We found that a higher PAlate attenuated the relationship between amyloid deposition and neurodegeneration. This finding is very similar to a previous report which showed that PAlate attenuated the relationship of Aβ burden with gray matter volume loss [12]. It is not easy to provide accurate mechanism underlying such moderation effect of PAlate, the following explanations may help to understand the effect of PAlate. First, PA is known to decrease insulin resistance [42]. Increased insulin resistance has been observed with a higher phosphorylated and total tau level in cerebrospinal fluid (CSF) [43] and a decreased gray matter volume in AD-related brain regions [44]. Insulin itself was also reported to attenuate Aβ-induced neurotoxicity [45]. Thus, a higher PAlate may reduce Aβ-induced neurodegeneration by decreasing insulin resistance or facilitating insulin effect in the brain. Second, PA may stimulate the release of neurotransmitters such as norepinephrine and dopamine [46], which have been suggested to have protective effects against AD pathological changes [47, 48]. In mice, norepinephrine stimulation of microglia was reported to suppress Aβ-induced cytokine and chemokine production [47]. Third, PA may modulate neuroinflammation related to AD neuropathologies through upregulation of anti-inflammatory cytokines and inhibition of microglial activation [49]. Microglial cells with lipopolysaccharide activate inflammatory cytokines when exposed to Aβ that can cause neuronal damages [50]. In the present study, PAlate showed a significant moderating role even after adjusting for vascular risk factors. This finding indicates that the effect of PAlate is not only by lowering the vascular risks.
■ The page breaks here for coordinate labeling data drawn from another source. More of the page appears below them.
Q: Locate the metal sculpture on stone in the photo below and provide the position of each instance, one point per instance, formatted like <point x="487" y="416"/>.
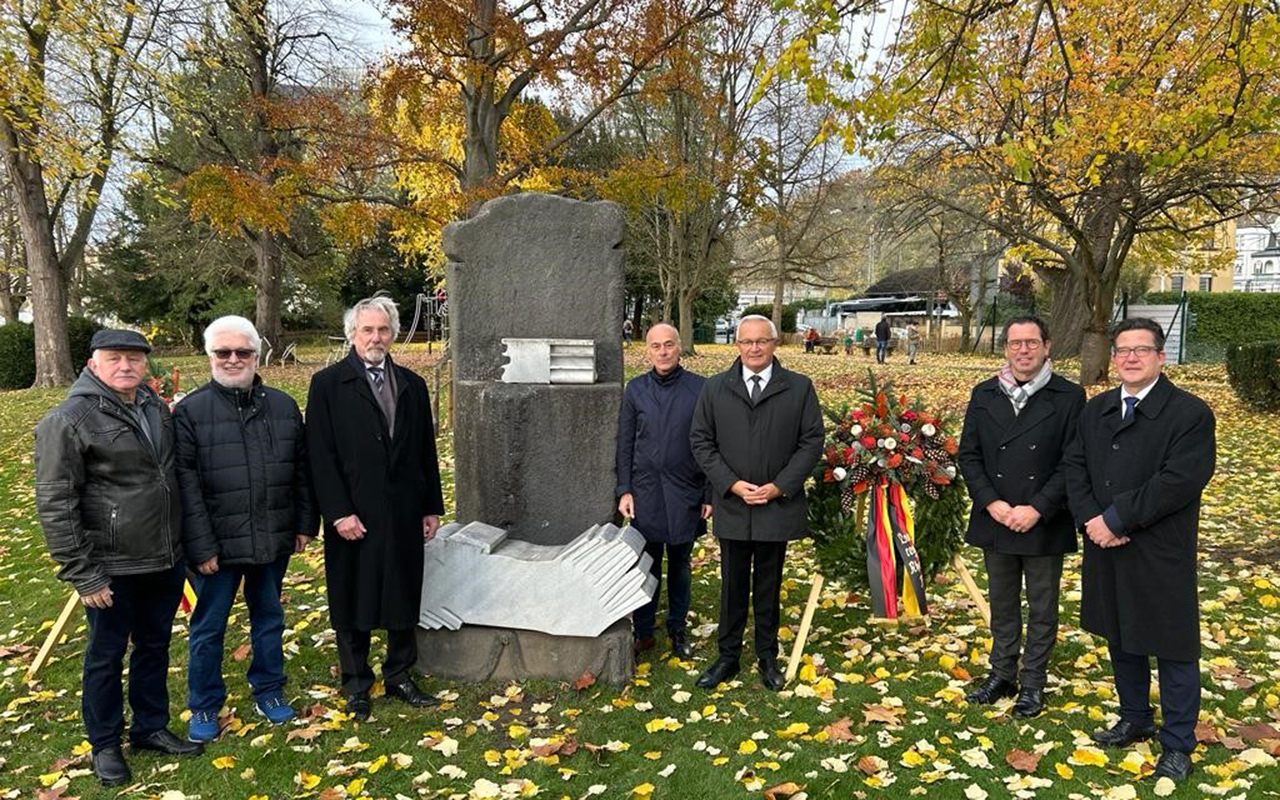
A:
<point x="516" y="590"/>
<point x="479" y="576"/>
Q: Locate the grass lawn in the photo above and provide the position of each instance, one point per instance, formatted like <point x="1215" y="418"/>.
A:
<point x="877" y="712"/>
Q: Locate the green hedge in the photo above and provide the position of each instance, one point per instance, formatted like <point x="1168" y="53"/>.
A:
<point x="1253" y="370"/>
<point x="1228" y="318"/>
<point x="17" y="356"/>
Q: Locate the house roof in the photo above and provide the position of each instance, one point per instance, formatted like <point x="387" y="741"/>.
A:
<point x="922" y="279"/>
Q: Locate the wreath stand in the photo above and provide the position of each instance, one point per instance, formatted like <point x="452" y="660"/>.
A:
<point x="958" y="563"/>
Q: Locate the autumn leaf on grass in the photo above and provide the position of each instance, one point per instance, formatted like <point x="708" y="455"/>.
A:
<point x="840" y="730"/>
<point x="782" y="791"/>
<point x="881" y="713"/>
<point x="872" y="764"/>
<point x="1088" y="757"/>
<point x="1023" y="760"/>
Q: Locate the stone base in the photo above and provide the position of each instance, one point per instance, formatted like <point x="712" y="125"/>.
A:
<point x="478" y="653"/>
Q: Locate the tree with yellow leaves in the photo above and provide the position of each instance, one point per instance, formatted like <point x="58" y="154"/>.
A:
<point x="1073" y="129"/>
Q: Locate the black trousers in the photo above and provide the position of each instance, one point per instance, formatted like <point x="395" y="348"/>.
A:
<point x="142" y="609"/>
<point x="750" y="571"/>
<point x="1005" y="575"/>
<point x="1179" y="695"/>
<point x="357" y="676"/>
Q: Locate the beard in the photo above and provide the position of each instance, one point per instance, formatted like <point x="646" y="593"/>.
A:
<point x="234" y="382"/>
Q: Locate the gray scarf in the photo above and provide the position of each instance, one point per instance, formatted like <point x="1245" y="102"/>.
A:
<point x="1020" y="394"/>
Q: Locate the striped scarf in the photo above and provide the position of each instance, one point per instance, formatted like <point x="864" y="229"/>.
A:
<point x="1020" y="394"/>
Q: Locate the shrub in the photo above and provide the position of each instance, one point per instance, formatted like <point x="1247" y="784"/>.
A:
<point x="1228" y="318"/>
<point x="17" y="356"/>
<point x="80" y="332"/>
<point x="789" y="315"/>
<point x="1253" y="370"/>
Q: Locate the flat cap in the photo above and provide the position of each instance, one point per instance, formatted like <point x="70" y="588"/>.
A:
<point x="112" y="338"/>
In contrast to PAlate, PAmid did not show a moderating effect on the relationship between Aβ burden and AD neurodegeneration biomarkers. This result may be due to the sequential pathological events toward AD. In other words, sufficient “upstream” pathology of Aβ accumulation precedes “downstream” pathology of abnormal tau, neuronal dysfunction, glial activation, neuronal loss, and atrophy [11]. Aβ start to deposit commonly from middle age or early stage of late life and AD-related neurodegeneration develops mainly in late life period after Aβ accumulation to some degree [9–11]. Hence, the protective role of PA which attenuates the negative effect of Aβ on “downstream” pathology of neurodegeneration could be observed more easily in late-life period when Aβ pathology accumulate sufficiently than in midlife. The null finding for the effect of PAmid on AD pathologies appears contrast to the results from some previous studies which suggested that PAmid may decrease the risk of dementia in late-life [51]. However, the Whitehall Study reporting on the 28-year follow-up of 10,308 people revealed that moderate-to-vigorous physical activity lowered dementia risk over 10, but not 28 years [52]. In addition, a recent individual-level meta-analysis of 19 observational studies including 404,840 participants’ data (mean baseline age 45.5 years; mean follow-up duration 14·9 years) reported that there was no increase in overall and AD dementia risk in those who were physically inactive in the 10–15 year period before diagnosis except in those with comorbid cardio-metabolic disease, whereas an increased incidence of dementia was found in those who were physically inactive in the 10-year period before diagnosis [53]. These findings are generally consistent with our results showing the moderation effect of PAlate but not that of PAmid.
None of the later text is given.